I was just wondering what all I need to loosen to get the axle out. I don't want to take a bunch of crap off if I don't have to. Whats the best way?



-Remove castle nut holding axle.

-Take shock loose from top (so it can swing out).

-Loosen the tie rode where its attached to the spindle.

-Loosen the castle nut of the upper ball joint on the spindle and pull the upper a-arm up.

-Fold the spindle down towards the ground (after taking the brake caliper off?



Just wondering if there were any tips, or if that was what I need to do? Cant seem to find a write up on it.


----------



## Stogi (Feb 24, 2010)

I found the easiest and quickest way is to unbolt the bottom shock mount, the ball joints, caliper, and tierod then give it a good yank. Leave the castle nut alone
It can be a pain. No need to take the shaft out of the spindle anyway.

BFWDP


----------



## futboller04 (Feb 7, 2013)

NickS said:


> My '07 BF 750 is leaking front differential fluid from the seal where the axle comes out of the diff left side (while sitting on the bike). I thought I saw on here some tips on removing the axle a little quicker. The castle nut is soaking (dont think it has ever been taken off) so I'll have to wait.
> 
> I was just wondering what all I need to loosen to get the axle out. I don't want to take a bunch of crap off if I don't have to. Whats the best way?
> 
> ...


Did you ever get the axle out? I've been stuck for a few days trying to get the axle out. I get to spend 15 mins after I put my son down trying to get this stupid thing out and it won't budge.

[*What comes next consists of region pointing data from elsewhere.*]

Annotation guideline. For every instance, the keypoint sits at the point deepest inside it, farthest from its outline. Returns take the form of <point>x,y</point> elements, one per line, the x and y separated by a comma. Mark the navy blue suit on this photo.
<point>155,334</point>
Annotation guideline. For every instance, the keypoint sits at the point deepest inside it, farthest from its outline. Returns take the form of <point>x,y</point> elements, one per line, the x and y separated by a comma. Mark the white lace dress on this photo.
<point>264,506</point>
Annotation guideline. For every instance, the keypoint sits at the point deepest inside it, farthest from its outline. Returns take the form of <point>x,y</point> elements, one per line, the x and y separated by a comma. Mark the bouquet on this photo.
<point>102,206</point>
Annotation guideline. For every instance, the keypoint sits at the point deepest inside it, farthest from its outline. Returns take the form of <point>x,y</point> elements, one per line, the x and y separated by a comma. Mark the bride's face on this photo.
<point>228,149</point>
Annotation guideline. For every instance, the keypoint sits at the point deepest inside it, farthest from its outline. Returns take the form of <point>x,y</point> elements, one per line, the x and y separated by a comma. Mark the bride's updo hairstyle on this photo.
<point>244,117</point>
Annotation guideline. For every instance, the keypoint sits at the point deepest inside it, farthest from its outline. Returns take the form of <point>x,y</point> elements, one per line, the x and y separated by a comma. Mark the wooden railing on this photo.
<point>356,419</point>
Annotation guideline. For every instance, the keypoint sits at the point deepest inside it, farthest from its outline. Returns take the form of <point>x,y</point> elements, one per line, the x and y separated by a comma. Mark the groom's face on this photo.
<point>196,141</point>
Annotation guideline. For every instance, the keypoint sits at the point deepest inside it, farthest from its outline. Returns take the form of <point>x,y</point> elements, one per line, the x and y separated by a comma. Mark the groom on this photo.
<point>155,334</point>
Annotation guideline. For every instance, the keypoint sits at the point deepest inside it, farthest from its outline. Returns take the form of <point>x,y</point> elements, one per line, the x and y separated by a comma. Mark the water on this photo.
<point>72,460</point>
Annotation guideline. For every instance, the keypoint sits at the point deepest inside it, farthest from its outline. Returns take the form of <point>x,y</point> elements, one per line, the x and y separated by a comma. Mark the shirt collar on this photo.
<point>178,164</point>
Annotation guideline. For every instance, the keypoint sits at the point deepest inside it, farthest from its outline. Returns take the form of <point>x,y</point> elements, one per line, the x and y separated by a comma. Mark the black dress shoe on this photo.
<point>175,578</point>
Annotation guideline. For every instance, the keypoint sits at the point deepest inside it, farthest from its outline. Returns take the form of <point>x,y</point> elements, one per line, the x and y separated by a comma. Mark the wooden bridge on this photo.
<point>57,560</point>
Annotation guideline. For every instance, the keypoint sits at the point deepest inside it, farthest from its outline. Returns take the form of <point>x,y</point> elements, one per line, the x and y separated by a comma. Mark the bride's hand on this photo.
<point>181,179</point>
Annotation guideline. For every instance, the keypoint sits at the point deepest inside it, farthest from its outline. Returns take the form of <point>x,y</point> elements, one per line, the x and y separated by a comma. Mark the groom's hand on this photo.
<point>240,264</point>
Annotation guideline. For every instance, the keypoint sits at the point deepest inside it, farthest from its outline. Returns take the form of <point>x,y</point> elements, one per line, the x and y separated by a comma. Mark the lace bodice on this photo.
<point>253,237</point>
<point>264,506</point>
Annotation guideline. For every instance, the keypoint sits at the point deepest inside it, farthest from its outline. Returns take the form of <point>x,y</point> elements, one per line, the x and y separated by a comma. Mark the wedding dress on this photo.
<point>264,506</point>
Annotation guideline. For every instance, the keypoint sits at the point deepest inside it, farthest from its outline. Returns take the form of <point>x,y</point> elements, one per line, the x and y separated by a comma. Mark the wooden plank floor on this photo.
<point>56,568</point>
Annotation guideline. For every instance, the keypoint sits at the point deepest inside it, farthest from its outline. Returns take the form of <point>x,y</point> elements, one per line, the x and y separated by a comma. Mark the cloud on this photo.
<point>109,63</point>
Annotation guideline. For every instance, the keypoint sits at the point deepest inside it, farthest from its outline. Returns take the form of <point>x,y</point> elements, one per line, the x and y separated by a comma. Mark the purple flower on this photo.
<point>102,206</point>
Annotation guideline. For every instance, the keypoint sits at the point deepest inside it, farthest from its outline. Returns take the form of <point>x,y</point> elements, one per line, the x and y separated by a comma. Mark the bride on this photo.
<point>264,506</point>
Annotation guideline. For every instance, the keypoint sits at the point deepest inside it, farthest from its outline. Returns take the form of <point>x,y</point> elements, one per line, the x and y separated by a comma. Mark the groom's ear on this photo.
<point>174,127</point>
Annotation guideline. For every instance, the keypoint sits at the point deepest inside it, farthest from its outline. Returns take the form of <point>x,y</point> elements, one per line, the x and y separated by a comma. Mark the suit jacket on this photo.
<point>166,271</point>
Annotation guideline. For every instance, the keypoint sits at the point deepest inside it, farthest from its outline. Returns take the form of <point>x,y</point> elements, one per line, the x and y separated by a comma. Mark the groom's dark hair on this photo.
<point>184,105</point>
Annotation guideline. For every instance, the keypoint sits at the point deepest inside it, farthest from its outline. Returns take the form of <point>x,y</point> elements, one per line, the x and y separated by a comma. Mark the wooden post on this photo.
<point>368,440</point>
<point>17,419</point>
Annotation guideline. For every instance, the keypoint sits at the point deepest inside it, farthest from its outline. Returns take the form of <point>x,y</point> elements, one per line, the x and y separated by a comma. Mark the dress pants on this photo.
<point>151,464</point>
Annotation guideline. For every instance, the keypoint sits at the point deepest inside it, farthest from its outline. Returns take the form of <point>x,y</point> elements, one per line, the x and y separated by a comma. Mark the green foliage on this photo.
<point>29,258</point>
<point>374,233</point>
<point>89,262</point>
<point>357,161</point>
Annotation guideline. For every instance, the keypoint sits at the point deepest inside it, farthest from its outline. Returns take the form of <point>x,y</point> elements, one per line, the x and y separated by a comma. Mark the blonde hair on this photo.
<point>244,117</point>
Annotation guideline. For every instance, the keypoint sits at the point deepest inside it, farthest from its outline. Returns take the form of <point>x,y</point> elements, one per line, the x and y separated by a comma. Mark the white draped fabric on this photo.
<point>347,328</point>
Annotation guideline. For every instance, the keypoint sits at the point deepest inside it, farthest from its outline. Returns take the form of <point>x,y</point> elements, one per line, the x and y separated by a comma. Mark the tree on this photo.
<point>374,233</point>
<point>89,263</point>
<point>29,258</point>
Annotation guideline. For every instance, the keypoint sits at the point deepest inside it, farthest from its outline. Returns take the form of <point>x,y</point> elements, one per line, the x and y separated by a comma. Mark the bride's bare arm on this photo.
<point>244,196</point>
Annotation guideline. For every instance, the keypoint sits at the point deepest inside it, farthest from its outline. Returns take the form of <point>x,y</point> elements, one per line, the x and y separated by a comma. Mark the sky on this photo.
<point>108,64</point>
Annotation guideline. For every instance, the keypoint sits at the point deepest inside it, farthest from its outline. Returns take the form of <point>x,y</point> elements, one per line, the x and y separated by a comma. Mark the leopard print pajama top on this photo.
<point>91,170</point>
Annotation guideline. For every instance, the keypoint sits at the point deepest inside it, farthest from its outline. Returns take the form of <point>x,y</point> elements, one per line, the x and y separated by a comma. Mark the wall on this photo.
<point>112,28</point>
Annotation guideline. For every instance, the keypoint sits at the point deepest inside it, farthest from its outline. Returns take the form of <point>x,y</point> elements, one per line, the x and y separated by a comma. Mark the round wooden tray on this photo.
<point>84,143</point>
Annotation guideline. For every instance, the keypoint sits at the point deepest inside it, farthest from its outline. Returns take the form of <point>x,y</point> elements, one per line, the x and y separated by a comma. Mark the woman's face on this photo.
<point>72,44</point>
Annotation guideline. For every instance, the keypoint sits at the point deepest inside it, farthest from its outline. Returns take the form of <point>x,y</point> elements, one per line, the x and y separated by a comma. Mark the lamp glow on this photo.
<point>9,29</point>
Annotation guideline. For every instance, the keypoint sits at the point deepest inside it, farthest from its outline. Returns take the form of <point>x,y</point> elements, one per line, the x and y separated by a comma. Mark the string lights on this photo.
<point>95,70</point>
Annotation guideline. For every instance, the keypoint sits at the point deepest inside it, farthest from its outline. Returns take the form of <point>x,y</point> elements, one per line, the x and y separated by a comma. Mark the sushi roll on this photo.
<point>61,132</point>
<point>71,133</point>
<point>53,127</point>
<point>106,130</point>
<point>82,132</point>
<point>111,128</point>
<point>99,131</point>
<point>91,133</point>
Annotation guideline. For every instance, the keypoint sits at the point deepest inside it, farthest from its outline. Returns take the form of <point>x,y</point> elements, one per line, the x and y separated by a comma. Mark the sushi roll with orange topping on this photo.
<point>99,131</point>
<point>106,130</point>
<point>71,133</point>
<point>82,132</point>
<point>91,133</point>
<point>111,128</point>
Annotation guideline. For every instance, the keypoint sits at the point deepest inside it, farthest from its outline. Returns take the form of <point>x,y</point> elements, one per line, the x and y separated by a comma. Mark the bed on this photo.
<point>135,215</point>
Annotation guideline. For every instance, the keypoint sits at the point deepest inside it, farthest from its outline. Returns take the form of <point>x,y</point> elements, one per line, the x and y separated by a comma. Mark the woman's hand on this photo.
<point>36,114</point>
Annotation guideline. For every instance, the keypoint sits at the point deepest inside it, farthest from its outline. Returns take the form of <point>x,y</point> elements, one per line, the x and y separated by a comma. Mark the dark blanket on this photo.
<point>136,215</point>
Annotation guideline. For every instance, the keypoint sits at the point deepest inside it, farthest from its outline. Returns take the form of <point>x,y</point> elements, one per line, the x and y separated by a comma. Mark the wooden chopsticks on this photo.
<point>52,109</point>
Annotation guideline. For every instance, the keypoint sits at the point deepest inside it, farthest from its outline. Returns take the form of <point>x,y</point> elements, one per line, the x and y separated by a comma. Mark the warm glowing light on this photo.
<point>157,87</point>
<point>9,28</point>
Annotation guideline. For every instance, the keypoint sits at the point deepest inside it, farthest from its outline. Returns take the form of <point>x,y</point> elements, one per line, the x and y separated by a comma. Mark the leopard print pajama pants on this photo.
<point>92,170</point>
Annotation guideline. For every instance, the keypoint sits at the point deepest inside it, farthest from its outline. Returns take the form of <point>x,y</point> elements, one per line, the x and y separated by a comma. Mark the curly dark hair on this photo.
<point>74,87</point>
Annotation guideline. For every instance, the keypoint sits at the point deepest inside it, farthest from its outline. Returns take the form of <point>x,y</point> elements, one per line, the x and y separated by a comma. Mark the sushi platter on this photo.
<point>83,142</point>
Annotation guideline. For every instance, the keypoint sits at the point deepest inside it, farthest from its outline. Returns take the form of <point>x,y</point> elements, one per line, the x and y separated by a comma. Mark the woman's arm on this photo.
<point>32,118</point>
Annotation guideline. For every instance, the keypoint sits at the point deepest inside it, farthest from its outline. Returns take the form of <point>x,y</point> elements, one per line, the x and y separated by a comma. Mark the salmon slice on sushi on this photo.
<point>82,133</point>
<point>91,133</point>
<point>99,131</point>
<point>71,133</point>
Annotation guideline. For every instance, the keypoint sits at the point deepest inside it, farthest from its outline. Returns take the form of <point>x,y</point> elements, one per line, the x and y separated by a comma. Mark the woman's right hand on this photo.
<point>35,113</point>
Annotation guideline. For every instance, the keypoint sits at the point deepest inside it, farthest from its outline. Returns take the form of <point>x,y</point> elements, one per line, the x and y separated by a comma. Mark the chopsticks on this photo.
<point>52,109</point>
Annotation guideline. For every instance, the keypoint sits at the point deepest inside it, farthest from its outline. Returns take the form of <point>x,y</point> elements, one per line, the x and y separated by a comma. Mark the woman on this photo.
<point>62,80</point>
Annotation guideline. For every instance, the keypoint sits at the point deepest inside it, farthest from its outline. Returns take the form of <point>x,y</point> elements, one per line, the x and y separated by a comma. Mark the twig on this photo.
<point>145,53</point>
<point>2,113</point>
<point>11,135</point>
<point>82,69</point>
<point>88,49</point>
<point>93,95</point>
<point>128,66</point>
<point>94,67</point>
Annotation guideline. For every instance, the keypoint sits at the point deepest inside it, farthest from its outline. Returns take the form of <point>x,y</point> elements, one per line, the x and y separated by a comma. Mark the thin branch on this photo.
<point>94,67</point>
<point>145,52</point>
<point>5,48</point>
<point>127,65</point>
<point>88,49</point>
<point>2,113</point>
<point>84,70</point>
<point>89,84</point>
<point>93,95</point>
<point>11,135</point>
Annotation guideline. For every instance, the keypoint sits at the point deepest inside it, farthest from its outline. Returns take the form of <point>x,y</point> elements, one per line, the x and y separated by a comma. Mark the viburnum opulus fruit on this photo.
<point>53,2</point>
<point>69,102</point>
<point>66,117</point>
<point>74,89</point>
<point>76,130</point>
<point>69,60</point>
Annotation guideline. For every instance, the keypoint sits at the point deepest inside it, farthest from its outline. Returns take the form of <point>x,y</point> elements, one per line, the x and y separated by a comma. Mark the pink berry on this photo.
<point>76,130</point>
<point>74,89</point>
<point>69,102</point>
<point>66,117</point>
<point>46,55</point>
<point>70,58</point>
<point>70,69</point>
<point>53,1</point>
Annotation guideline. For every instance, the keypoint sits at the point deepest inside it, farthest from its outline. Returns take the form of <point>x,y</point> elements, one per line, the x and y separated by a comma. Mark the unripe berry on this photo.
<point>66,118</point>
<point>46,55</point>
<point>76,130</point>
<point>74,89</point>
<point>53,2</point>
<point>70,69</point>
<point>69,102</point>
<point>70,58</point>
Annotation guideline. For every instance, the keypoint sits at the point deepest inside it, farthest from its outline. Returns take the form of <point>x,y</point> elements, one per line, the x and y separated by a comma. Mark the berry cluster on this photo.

People talked about prying, but I'm not sure where one gets leverage from. I've pulled constant, I've tried quick pulls, pushed then pull etc. Any thoughts?

thanks


----------



## duckincrazy92 (May 24, 2011)

Do you have everything but the axle off? If so the best way is to pull the axle tight by grabbing the. Axle shaft and then give it a tap with a rubber mallet.


----------



## futboller04 (Feb 7, 2013)

duckincrazy92 said:


> Do you have everything but the axle off? If so the best way is to pull the axle tight by grabbing the. Axle shaft and then give it a tap with a rubber mallet.


Yes, I'm stuck here. So tap the shaft with the mallet while pulling it tight (away from the its housing)?


----------



## Spesh (Jun 30, 2013)

i just replaced these seals man. l i spent a day tryingto get this off then said **** it i rolled up my sleeves then just yanked on the axle until it came out. What i did was pulled out and then pushed back in to get another firm pull on it but i slowly turned the axle every time i pulled i would turn it just slightly and i did that till i went all the way around in a circle lol and it came out and that process took about 2 min just pull out and push in and slighlty turn when you pull out if it didnt come out at that point. the reason it doesnt come out is at the end of it where it goes inside theres is a clip and it will only come out in one spot and u have to get it just right. hope this helps


----------



## duckincrazy92 (May 24, 2011)

Yes pull away from the housing and then while holding it tight tap it towards the housing with a mallet.


----------



## Col_Sanders (May 16, 2010)

Just do a quick hard pull straight out on the axle and it should come out. You may have to do it a few times. Sometimes it helps to push in on the axle and then pull. 

With that said, I use a CV puller. I'm lazy and over the years I have discovered that if they make a tool for something, they make it for a reason. Its a slide hammer with a fork on it. Slide it between the CV and the diff (It may require some taps wth a hammer) and then use the slide hammer. Usually pops the axle right out. You can rent this setup from an auto parts store or buy it. I believe it was around $30.

My setup does not work on all axles. Some places just dont have the room. I could have an exhaust clamp welded to a piece of all thread (or the slide hammer itself) and it would work almost everywhere but I just havent needed to do that.

---------- Post added at 10:04 PM ---------- Previous post was at 10:03 PM ----------

Also, be sure to put anti seize on the splines when you put the axle back in. It will make your life much easier in the future.


----------